The legislation was established after widespread reporting on incidents in which bullying led to students taking their own life, including the October 2011 suicide of a junior high school boy in Otsu, Shiga Prefecture, who had been severely bullied.
Both the city and the school, shortly after the death was belatedly reported, denied that bullying led to the suicide. They grudgingly later admitted it was the cause and apologized.
The new law stipulates bullying that leads to serious physical and mental damage or forces victims to be absent for long periods constitutes a “serious case” that must be reported.
Elementary, junior high and high schools are now required to report to the education ministry as well as their local government if such serious cases are confirmed, while investigative panels must be set up under schools and boards of education to examine the details and provide sufficient information to the victims.
The law stipulates that the central and regional governments must closely monitor the Internet for online bullying and cooperate with police if such harassment is considered criminal.
The father of the Otsu boy told a news conference that he hopes the new law leads to a complete change in the way bullying is dealt with in schools, which have appeared in the past to turn a blind eye to such torment.
Members of the Liberal Democratic Party-New Komeito ruling bloc and opposition parties, including the Democratic Party of Japan, voted for the bill in Friday’s Upper House plenary session.

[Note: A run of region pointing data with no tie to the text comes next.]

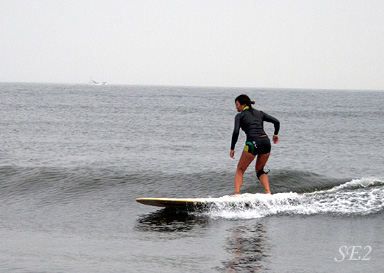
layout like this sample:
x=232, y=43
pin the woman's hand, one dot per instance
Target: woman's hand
x=275, y=139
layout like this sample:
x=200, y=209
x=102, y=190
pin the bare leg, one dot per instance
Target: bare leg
x=245, y=160
x=260, y=163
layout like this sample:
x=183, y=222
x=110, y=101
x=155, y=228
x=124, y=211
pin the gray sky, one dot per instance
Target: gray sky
x=321, y=44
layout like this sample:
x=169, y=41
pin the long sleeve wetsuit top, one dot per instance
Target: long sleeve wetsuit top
x=252, y=123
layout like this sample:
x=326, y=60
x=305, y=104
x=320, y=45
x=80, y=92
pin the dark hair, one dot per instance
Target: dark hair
x=244, y=99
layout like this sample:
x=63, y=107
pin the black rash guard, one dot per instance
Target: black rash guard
x=251, y=122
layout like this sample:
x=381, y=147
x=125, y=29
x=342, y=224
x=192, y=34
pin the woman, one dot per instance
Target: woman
x=257, y=144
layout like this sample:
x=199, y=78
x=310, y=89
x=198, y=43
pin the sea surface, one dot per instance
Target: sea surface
x=73, y=159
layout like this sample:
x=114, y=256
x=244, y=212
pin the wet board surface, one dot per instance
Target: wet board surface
x=190, y=203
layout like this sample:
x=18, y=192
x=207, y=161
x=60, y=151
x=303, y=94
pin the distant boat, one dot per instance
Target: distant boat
x=93, y=82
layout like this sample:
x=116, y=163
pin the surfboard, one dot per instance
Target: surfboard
x=182, y=203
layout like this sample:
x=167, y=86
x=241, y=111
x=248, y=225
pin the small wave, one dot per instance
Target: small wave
x=357, y=197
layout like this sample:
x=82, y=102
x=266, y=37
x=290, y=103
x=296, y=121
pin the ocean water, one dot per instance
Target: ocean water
x=73, y=159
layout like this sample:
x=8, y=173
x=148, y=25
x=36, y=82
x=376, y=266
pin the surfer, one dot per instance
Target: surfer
x=257, y=144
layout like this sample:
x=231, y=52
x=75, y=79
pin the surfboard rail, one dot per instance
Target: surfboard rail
x=185, y=203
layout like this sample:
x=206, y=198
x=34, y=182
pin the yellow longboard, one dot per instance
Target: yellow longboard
x=188, y=203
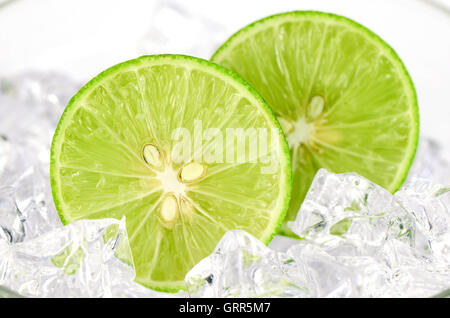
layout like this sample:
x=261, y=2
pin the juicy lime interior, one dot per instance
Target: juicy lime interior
x=112, y=156
x=342, y=95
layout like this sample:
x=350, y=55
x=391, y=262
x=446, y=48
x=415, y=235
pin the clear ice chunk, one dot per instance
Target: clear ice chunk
x=242, y=266
x=89, y=258
x=397, y=245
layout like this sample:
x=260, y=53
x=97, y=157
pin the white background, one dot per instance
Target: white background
x=83, y=37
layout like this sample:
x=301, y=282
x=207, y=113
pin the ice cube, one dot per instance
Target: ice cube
x=89, y=258
x=396, y=245
x=242, y=266
x=346, y=206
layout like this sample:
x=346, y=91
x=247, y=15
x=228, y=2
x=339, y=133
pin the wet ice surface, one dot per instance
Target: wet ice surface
x=360, y=241
x=38, y=256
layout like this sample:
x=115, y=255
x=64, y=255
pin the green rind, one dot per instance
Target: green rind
x=412, y=147
x=284, y=153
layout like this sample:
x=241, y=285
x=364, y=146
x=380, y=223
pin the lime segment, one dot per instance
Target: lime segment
x=113, y=156
x=343, y=97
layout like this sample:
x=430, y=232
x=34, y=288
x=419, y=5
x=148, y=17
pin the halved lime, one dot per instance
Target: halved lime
x=113, y=155
x=342, y=95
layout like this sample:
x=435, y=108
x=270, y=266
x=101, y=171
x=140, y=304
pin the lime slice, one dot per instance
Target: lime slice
x=113, y=155
x=343, y=97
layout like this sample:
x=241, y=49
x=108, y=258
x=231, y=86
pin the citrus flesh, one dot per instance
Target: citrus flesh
x=342, y=95
x=112, y=156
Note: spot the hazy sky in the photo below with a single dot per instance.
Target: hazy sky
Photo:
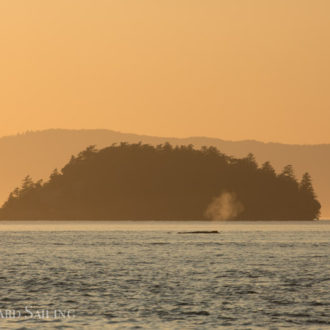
(233, 69)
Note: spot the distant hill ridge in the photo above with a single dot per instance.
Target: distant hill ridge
(38, 153)
(142, 182)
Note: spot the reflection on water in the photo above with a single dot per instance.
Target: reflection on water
(144, 274)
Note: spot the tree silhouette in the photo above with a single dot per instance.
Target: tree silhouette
(142, 182)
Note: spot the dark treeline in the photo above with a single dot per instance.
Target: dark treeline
(142, 182)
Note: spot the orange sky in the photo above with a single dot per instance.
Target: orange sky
(233, 69)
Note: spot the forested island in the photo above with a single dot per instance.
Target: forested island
(142, 182)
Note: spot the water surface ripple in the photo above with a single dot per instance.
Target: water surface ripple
(247, 276)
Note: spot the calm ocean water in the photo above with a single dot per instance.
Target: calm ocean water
(84, 275)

The Lower House had already passed the bill.
Initially the ruling bloc filed its own bill, while three opposition parties — the DPJ, Seikatsu no To (People’s Life Party) and the Social Democratic Party — submitted a separate bill.
The two camps eventually unified the bills, which were supported by two other opposition parties — Nippon Ishin no Kai (Japan Restoration Party) and Your Party.
The bullying victim in Otsu, a second-year student at a municipal junior high school, committed suicide at his home on Oct. 11, 2011.
In a statement issued after the passage of the legislation, his relatives asked local government heads, boards of education and school staff not to overlook acts of bullying and to protect victims.